China Evergrande Group 3333.HK will get a signal on Thursday of the level of creditor backing for its offshore debt restructuring proposal, with investors to be given an incentive for early support.

While some major creditors have already agreed to support the restructuring proposal, others are eager to cut ties with the debt-laden property developer and move on.

The nearly 200-page term sheets, which were published on March 22, gave creditors a range of choices, including swapping their debt into new notes with maturities ranging from 10 to 12 years, or converting it into various mixes of new notes with maturities ranging from 5 to 9 years and equity-linked instruments.

The group and its two Hong Kong-listed companies, Evergrande Property Services Group 6666.HK and Evergrande New Energy Vehicle Group 0708.HK, will back the equity-linked instruments.

Bondholders of notes issued by Evergrande’s offshore subsidiaries, Scenery Journey and Tianji Holding, will be able to exchange their existing debt for new notes with maturities ranging from four to eight years, with coupons beginning in the fourth year.

If creditors agreed to approve the restructuring by Thursday at 0900 GMT, they would get a 0.25% consent fee depending on the outstanding principle of their loans in the form of new notes, a date that might be extended by the firm.

Evergrande and its creditors will continue to negotiate restructuring conditions. The exact voting date will be determined later by the court and is expected to be in the third quarter. To pass, the proposal must receive support from more than 75% of creditors in each debt class.

The restructuring’s effective date is slated to be Oct. 1, while the long-stop date – beyond which the plan could lapse – is Dec. 15, though both are extensible.

The equity value of the equity-linked instruments is difficult to calculate because shares of Evergrande and its two listed units have been suspended from trading since March 2022, and they may be delisted if they do not resume trading by the end of September.

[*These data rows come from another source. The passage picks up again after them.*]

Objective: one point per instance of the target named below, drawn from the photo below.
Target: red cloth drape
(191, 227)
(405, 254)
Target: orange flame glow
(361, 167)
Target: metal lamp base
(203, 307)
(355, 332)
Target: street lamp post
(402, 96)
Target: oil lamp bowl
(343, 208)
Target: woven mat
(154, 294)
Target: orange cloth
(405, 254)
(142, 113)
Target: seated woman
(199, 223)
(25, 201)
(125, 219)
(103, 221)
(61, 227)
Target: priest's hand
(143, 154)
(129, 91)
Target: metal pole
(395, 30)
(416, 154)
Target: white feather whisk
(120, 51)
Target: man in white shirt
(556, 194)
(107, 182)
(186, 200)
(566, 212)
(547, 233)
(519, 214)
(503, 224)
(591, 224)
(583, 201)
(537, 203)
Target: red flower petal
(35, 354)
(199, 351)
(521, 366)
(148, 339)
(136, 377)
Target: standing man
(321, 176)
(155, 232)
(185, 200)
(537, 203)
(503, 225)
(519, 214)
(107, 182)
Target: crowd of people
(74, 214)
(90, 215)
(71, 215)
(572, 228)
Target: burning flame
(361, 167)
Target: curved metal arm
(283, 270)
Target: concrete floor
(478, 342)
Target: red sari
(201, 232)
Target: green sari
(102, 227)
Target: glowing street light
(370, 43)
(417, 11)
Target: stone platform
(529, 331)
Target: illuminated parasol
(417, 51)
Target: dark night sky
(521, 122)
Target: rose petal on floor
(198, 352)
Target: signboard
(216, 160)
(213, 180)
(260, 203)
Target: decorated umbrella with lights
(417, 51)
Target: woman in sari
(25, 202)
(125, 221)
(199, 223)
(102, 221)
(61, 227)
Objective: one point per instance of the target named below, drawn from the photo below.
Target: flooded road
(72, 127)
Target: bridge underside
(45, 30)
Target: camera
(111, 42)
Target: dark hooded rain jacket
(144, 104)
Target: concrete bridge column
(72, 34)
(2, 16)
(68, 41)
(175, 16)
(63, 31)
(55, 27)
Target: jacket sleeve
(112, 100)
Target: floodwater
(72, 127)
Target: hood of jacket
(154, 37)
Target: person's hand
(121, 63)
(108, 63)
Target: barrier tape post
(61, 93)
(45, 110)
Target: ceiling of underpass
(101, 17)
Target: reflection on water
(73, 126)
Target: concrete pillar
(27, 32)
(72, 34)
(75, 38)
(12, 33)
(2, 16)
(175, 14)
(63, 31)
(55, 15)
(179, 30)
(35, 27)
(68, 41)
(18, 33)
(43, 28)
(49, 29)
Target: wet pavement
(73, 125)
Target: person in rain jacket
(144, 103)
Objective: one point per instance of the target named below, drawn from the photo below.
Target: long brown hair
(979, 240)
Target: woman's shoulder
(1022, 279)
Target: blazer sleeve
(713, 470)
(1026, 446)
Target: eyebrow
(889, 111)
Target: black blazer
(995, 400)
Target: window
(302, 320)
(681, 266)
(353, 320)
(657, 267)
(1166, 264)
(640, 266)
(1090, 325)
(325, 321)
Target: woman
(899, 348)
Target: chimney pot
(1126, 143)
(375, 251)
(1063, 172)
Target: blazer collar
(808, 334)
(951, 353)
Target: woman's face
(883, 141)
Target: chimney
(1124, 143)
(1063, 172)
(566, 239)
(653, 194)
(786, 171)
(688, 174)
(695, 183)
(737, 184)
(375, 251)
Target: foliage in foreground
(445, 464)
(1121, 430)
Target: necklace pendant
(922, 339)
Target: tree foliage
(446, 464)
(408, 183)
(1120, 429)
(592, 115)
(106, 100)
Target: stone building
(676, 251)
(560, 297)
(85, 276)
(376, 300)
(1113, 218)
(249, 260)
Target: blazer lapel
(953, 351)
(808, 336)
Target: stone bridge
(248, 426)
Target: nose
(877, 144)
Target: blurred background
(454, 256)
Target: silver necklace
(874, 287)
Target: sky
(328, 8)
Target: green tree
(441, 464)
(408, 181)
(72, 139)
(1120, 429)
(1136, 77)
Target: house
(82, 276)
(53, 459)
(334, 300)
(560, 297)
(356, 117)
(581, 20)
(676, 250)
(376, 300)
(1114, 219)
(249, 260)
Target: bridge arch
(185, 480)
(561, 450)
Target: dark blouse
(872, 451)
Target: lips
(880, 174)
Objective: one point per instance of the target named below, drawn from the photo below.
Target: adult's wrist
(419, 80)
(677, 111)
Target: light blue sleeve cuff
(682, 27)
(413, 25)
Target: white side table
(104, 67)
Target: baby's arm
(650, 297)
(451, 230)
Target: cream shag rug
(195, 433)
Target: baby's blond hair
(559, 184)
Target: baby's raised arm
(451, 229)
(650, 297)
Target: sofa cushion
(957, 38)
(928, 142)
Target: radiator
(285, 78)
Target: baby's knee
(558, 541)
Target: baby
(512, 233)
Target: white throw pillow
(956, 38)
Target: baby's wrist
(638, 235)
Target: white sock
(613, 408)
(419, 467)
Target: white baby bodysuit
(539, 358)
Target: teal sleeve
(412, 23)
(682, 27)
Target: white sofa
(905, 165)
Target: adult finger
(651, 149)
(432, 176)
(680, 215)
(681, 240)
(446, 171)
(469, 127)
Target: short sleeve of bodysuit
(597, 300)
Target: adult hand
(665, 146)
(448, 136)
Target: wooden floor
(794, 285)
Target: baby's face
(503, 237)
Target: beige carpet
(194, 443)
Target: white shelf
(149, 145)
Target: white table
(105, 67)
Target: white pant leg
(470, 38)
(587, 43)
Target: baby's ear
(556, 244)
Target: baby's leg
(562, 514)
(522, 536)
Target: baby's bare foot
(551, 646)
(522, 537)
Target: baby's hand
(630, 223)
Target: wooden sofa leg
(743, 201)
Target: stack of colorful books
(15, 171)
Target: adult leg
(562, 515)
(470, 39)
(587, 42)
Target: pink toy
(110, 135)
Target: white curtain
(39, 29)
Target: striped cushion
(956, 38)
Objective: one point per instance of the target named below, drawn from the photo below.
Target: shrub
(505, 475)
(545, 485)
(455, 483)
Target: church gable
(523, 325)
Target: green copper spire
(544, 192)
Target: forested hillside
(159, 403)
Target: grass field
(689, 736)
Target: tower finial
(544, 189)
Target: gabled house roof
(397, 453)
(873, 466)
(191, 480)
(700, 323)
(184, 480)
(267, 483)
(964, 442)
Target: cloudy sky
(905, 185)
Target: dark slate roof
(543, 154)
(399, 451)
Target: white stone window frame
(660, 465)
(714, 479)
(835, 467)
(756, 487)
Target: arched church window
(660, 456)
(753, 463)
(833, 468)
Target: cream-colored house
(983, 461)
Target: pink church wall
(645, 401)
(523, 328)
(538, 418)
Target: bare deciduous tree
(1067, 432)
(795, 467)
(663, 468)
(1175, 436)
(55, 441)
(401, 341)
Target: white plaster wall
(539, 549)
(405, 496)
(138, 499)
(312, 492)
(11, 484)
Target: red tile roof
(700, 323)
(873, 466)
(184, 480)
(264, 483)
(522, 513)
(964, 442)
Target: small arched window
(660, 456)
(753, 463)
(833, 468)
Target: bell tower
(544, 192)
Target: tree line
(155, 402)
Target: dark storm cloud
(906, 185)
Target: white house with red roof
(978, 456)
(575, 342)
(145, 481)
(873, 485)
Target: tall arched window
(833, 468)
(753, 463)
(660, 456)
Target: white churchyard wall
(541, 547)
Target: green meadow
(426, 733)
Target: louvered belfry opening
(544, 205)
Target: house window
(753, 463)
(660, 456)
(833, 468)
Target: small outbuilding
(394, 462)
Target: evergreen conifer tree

Evergrande has stated that it will require extra financing in the range of 250 billion to 300 billion yuan ($36-43 billion) as it restarts operations over the next three years.

The electric vehicle industry has also stated that if new funding is not obtained, production may have to be halted.

If Evergrande does not proceed with the restructuring plan, the developer may face liquidation proceedings in a Hong Kong court filed by an investor in one of its units.

Evergrande was created in Guangzhou in 1996 by Chairman Hui Ka Yan, and it was listed in Hong Kong in 2009.

The company expanded quickly as a result of a land-buying frenzy financed by loans and by selling units quickly at cheap margins. With $110 billion in revenue, $355 billion in assets, and over 1,300 developments nationwide, it was China’s second-largest developer in 2020.

However, Evergrande’s ranking dropped to No. 5 with $65 billion in sales in 2021, and then to No. 42 with $6.6 billion in sales in 2022 after it entered a debt crisis in the middle of 2021.

At the end of 2021, its liabilities, including payables, totaled $274 billion. It is also the sector’s largest issuer of dollar bonds. After missing multiple bond payments in late 2021, its whole $22.7 billion in offshore debt was declared in default. As credit conditions deteriorated, the crisis engulfed its peers, forcing many developers into default.